Yeni Üyelik
32.
Bölüm

Tehlike

@semaabakar

"Sen ayaktaysan kim bayıldı?"

"Çağın manyağı bayıldı. Bu hep böyle rol mü çalacak!" Sinirlenmişti.

"Kaldırsana çocuğu!" Çocuk gibi omuz silkti.

"Banane canım kalsın orada!" Hemşire Çağın'ı kendine getirdi. "Bak oğlum seni öldürürüm! Karı benim çocuk benim sana ne oluyor!" Gözlerini kırpıştırdı. Olmayınca eliyle ovaladı.

"Bir an Semen'im sandım komutanım! Ondan heyecan oldu özür dilerim ya!"

"Kalk lan yerden! Bir daha yanımızda dolanma!"

"Kalbim kırıldı komutanım!" Yüzünü asınca Altaner lafını değiştirdi.

"Hastaneye yanımızda gelme demek istedim hemen kırılma!"

"He tamam o zaman." Çocuk gibi ellerini çırpmıştı.

Hastaneden çıktıktan sonra Tibet'in evine geçtik. En sevdiği kurabiyeyi yapmamı istemişti. Evlerimiz karşılıklı olduğu için ayrı olmayı kolay atlatmıştık.

Tibet geldikten sonra yemeklerimizi yemiş ve eve geçmiştik. Çaya kalmak istemedik çünkü tüm gün çalışıyordu ve Mehru ile akşamları görüşebiliyorlardı.

"Bebeğimiz bir an önce doğsun istiyorum." Kafamı kaldırıp yüzüne baktım.

"Valla kusura bakma öyle bir güce sahip değilim." Dedim ve gülmeye başladım.

"Benimle dalga geçme ya! Zaten Çağın sinirimi bozdu. Baba olan bendim benim bayılmam gerekiyordu, onun değil."

"Çok saf ve güzel bir kalbi var. Semen onu neden oyalıyor anlayamıyorum." Onun için çok üzülmüştüm.
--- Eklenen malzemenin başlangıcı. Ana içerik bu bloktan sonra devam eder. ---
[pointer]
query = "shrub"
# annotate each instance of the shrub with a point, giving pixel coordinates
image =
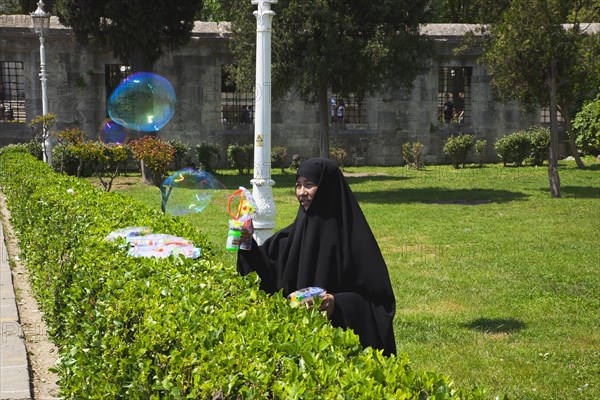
(155, 154)
(517, 147)
(241, 157)
(412, 154)
(513, 148)
(457, 148)
(339, 155)
(181, 156)
(278, 157)
(586, 125)
(176, 328)
(208, 155)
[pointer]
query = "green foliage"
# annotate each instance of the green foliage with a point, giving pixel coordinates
(412, 154)
(278, 157)
(519, 146)
(208, 155)
(67, 138)
(241, 157)
(156, 155)
(182, 150)
(457, 148)
(137, 34)
(177, 328)
(587, 127)
(340, 156)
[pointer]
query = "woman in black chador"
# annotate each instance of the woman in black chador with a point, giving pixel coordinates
(329, 245)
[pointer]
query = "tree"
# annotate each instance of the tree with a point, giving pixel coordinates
(325, 46)
(137, 31)
(535, 59)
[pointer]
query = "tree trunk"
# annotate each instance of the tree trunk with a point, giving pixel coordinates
(324, 119)
(553, 176)
(572, 140)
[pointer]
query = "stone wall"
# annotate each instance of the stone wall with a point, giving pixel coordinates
(77, 94)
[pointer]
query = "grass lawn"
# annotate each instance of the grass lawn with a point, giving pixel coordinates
(496, 283)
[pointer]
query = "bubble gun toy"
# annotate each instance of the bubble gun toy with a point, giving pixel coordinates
(242, 209)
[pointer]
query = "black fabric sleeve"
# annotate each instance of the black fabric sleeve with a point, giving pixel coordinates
(255, 259)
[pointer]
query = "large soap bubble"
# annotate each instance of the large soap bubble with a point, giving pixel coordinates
(112, 133)
(142, 102)
(189, 191)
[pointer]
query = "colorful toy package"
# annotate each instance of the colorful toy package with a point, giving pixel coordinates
(303, 295)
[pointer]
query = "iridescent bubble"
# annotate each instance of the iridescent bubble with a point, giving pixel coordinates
(111, 132)
(142, 102)
(189, 191)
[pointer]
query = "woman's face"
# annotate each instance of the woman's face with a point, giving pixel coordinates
(305, 191)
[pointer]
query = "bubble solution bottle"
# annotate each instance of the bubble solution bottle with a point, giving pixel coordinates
(234, 235)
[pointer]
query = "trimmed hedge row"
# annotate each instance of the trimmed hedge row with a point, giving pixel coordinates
(177, 328)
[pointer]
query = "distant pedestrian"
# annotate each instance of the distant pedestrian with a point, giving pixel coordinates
(341, 109)
(447, 110)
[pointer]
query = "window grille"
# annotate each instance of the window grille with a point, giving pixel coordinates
(354, 109)
(113, 75)
(454, 85)
(12, 91)
(545, 116)
(236, 107)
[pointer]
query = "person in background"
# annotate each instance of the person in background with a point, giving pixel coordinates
(329, 245)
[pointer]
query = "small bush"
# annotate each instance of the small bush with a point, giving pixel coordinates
(513, 148)
(209, 156)
(457, 148)
(241, 157)
(181, 156)
(519, 146)
(586, 125)
(412, 154)
(278, 157)
(156, 155)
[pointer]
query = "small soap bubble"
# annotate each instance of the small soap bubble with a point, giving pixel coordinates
(142, 102)
(112, 133)
(189, 191)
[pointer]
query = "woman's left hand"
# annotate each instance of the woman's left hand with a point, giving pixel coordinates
(328, 304)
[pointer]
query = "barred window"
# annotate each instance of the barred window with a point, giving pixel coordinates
(12, 91)
(113, 75)
(454, 94)
(545, 116)
(348, 110)
(236, 107)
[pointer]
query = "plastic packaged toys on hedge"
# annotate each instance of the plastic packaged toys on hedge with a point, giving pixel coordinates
(142, 243)
(302, 296)
(242, 209)
(128, 232)
(160, 245)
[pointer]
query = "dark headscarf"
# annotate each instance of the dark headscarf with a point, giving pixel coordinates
(331, 245)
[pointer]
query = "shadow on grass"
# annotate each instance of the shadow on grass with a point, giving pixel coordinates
(435, 195)
(496, 325)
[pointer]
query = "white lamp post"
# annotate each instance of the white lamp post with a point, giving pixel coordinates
(262, 184)
(41, 25)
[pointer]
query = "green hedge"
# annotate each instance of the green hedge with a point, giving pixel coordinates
(177, 328)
"Üstelik çokta efendi biri, patavatsız olması dışında çok iyi. Bazen ona sinirlensemde çok seviyorum. Semen de çok seviyor sadece ailesinden dolayı korkuyor." Ailesi ne yapıyor olabilirdi ki?

"Nasıl yani?"

"Her aile aynı yapıya sahip olmuyor kahve gözlüm. Bu konularda çok baskı uyguluyorlar. Çağın'ın aileside önce tanışıp zaman geçirsinler istiyor."

"Bundan dolayı da birbirlerinden uzak kalıyorlar." Nedenini anlamıştım.
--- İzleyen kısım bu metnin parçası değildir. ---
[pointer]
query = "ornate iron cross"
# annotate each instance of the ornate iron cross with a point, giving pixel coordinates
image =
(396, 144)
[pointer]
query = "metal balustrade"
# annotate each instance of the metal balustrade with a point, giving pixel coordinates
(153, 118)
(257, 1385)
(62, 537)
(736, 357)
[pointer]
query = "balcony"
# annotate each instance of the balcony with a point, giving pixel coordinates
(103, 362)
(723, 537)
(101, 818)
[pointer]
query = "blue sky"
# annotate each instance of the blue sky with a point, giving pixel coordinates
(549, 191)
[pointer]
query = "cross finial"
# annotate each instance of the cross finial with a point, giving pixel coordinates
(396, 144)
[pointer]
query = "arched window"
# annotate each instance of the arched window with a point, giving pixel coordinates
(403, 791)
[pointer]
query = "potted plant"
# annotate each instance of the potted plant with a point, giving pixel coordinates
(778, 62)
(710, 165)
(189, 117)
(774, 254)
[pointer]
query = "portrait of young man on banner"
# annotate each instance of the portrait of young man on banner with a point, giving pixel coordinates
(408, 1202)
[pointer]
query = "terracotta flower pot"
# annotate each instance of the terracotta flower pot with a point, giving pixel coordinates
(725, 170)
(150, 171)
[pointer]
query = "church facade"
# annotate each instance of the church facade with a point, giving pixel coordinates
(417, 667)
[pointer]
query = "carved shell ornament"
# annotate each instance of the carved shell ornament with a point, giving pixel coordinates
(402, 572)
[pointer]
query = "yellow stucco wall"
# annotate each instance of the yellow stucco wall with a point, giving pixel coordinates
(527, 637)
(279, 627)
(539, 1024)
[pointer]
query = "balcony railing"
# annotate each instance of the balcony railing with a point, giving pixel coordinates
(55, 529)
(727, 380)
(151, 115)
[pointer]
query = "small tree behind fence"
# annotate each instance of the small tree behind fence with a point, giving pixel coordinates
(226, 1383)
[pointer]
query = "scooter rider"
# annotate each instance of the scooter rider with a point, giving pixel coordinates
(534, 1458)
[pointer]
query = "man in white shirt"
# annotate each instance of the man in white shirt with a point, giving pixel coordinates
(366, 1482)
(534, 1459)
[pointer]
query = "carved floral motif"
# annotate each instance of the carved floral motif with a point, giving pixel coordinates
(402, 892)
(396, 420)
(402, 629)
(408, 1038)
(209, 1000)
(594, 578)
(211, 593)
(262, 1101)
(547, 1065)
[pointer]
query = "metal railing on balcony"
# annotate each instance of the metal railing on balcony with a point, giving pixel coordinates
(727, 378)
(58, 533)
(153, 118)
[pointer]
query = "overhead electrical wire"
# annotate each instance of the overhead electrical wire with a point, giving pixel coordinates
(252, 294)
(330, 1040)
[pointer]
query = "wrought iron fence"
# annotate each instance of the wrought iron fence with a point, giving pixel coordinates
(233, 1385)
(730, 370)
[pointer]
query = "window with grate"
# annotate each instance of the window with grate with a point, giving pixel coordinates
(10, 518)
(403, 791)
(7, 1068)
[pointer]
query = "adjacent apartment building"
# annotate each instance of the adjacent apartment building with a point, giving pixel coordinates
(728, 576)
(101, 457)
"Evet kahve gözlüm, Çağın'a kalsa hemen yarın ister ailesinden."

"Umarım kavuşurlar."

"Umarım kahve gözlüm." Sarılıp kendimizi uykuya esir ettik.

 

İsteme Günü

Dedemler ve Gül teyze dün akşam gelmişlerdi. Bugün Mehru'yu ailesinden isteyecektik. Mehru ve ailesi burada yaşıyorlardı. O yüzden her şey çok kolay olmuştu.

"Abla sence bu kravat olmuş mu?" Bahsettiği kravata baktım.

"Biraz koyu almış bu, daha açık bir ton takmalısın."

"Kahve gözlüm yüzükleri nereye bıraktın? Tibet almayı unutur."

"Çantama bıraktım hayatım."

"Algın'ım benim getirdiğim takılar nerede?"

"Onlarda çantamda babaanne."

"Algın kızım cüzdanımı nereye bıraktın?"

"Vestiyerin üzerinde dede."

"Abla benim-"

"Aa! Yeter be alt tarafı bir kız isteyeceğiz ortalığı velveleye verdiniz. Ne arıyorsanız bakıp bulun. Takılar ve hediyeler bende, arabadayım yirmi dakikaya hepiniz aşağıda olun!" Evden çıkıp aşağıya indim ve arabaya bindim. Dün akşamdan bu yana sürekli sürekli beni darlamışlardı.

Dediğim gibi olmuştu yirmi dakikayı geçirmeden hepsi gelmişti.

"Kahve gözlüm sen neden bu kadar agresif oldun söyle bakalım."

"Üzerime çok geliyorsunuz."

"Haklısın, onların heyecanına ver."

"Peki ya sen?"

"Aşkıma ver!"

"Gülme, ben çok ciddiyim. Düğün işi bir an önce hallolsun, bitsin istiyorum. Kendime odaklanamıyorum, işime odaklanamıyorum, en önemlisi bebeğime odaklanamıyorum."

"Mehru'nun ailesi ile konuşacağız her şey önümüzde ki hafta sona erecek merak etme. Hem bizim bebeğimiz bize küsmez. Babası onu çok seviyor. Annesine de canının çektiği her şeyi alıyor."

"Bizim babamız çok beyefendi."

"Algın, seni ne kadar sevdiğimi bir bilsen kaçacak yer ararsın."

"Altaner, sevgin hiç eksilmesin. Ben ömrümün sonuna kadar sevginin çatası altında yaşamak istiyorum."

"En değerli varlığım."

"Abart! Biraz daha abart!"

"Neden hemen romantizmimi bozuyorsun!"

"Çabuk sıkılıyorum gelemem ben öyle şeylere. Beni sevdiğini bilmek yeterli."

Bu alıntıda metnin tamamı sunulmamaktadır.